Historical population
| Census | Pop. | Note | %± |
| 1900 | 1,841 |  | — |
| 1910 | 1,801 |  | −2.2% |
| 1920 | 1,963 |  | 9.0% |
| 1930 | 1,755 |  | −10.6% |
| 1940 | 1,849 |  | 5.4% |
| 1950 | 2,119 |  | 14.6% |
| 1960 | 2,158 |  | 1.8% |
| 1970 | 1,704 |  | −21.0% |
| 1980 | 1,977 |  | 16.0% |
| 1990 | 1,956 |  | −1.1% |
| 2000 | 3,196 |  | 63.4% |
| 2010 | 4,049 |  | 26.7% |
U.S. Decennial Census 1899 (shown as 1900) 1910-1930 1930-1950 1980-2000 2010

==Sectors==
Barrios (which are, in contemporary times, roughly comparable to minor civil divisions) in turn are further subdivided into smaller local populated place areas/units called sectores (sectors in English). The types of sectores may vary, from normally sector to urbanización to reparto to barriada to residencial, among others.

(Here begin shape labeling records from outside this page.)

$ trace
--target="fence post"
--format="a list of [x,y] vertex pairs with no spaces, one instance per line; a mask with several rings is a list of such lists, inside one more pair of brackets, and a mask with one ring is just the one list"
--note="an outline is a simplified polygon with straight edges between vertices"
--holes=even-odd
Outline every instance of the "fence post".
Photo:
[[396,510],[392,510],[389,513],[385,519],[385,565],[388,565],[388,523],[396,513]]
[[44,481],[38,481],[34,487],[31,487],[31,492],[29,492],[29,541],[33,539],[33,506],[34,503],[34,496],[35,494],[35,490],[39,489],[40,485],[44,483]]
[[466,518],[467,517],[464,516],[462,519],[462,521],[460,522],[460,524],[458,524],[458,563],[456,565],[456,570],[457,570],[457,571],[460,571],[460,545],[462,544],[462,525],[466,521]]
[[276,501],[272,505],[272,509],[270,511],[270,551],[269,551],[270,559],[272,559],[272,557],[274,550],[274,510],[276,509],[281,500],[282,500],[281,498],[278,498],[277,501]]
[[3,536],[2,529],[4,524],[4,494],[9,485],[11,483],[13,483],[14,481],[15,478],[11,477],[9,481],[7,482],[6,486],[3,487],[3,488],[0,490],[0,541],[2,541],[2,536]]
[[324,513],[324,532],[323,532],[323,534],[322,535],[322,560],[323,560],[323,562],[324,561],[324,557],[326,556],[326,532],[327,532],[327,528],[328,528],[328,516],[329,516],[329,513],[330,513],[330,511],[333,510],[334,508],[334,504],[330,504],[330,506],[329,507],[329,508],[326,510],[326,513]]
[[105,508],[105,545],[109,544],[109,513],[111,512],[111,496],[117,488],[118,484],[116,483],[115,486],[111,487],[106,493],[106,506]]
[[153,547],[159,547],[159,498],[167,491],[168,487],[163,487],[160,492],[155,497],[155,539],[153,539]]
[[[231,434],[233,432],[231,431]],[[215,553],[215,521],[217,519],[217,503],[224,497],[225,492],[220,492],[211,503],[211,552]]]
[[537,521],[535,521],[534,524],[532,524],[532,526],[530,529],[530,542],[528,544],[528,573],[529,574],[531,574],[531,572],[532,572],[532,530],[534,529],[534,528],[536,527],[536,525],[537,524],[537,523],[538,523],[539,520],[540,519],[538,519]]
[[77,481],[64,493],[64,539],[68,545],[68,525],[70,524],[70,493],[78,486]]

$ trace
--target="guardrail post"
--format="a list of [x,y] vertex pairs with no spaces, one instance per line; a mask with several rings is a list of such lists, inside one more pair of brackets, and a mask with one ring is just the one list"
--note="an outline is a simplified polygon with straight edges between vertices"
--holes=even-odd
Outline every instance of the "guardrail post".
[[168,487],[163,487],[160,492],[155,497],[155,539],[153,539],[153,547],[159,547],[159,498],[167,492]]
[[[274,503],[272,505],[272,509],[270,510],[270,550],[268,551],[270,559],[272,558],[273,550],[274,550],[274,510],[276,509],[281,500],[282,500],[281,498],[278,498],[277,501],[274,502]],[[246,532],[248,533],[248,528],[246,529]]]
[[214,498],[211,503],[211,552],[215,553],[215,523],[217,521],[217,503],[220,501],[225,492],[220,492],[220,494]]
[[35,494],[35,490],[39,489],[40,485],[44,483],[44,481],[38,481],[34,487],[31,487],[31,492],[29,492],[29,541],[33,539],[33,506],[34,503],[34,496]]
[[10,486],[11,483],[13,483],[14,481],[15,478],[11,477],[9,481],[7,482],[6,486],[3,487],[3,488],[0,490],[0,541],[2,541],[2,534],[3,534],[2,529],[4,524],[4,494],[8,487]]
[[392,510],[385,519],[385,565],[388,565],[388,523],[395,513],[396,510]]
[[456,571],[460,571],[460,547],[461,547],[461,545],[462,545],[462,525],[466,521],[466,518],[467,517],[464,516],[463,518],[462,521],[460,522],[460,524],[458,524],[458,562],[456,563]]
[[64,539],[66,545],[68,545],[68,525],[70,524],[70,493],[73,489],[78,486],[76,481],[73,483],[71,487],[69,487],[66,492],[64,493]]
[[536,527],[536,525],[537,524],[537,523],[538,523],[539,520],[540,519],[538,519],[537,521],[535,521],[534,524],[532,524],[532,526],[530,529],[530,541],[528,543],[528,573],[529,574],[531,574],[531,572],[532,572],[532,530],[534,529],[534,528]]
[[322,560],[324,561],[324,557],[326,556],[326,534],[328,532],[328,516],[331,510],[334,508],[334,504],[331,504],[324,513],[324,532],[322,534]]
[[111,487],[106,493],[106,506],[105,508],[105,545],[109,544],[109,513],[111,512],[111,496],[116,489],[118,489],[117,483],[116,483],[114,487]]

The following sectors are in Vacas barrio:

Carretera 561,
El Mayoral Apartments,
La Pulga,
Sector Hacienda El Mayoral,
Sector La Sierra,
Sector Mogote (El Frío, El Bolo, El Cucurucho),
Sector Vacas, (El Tamarindo, El Parque, El Negocio Chiripo, El Llano),
Sector Vista Alegre,
Urbanización Estancias del Mayoral II,
Urbanización Estancias del Mayoral,
Urbanización Luceros de Villalba, and Urbanización Vista Alegre.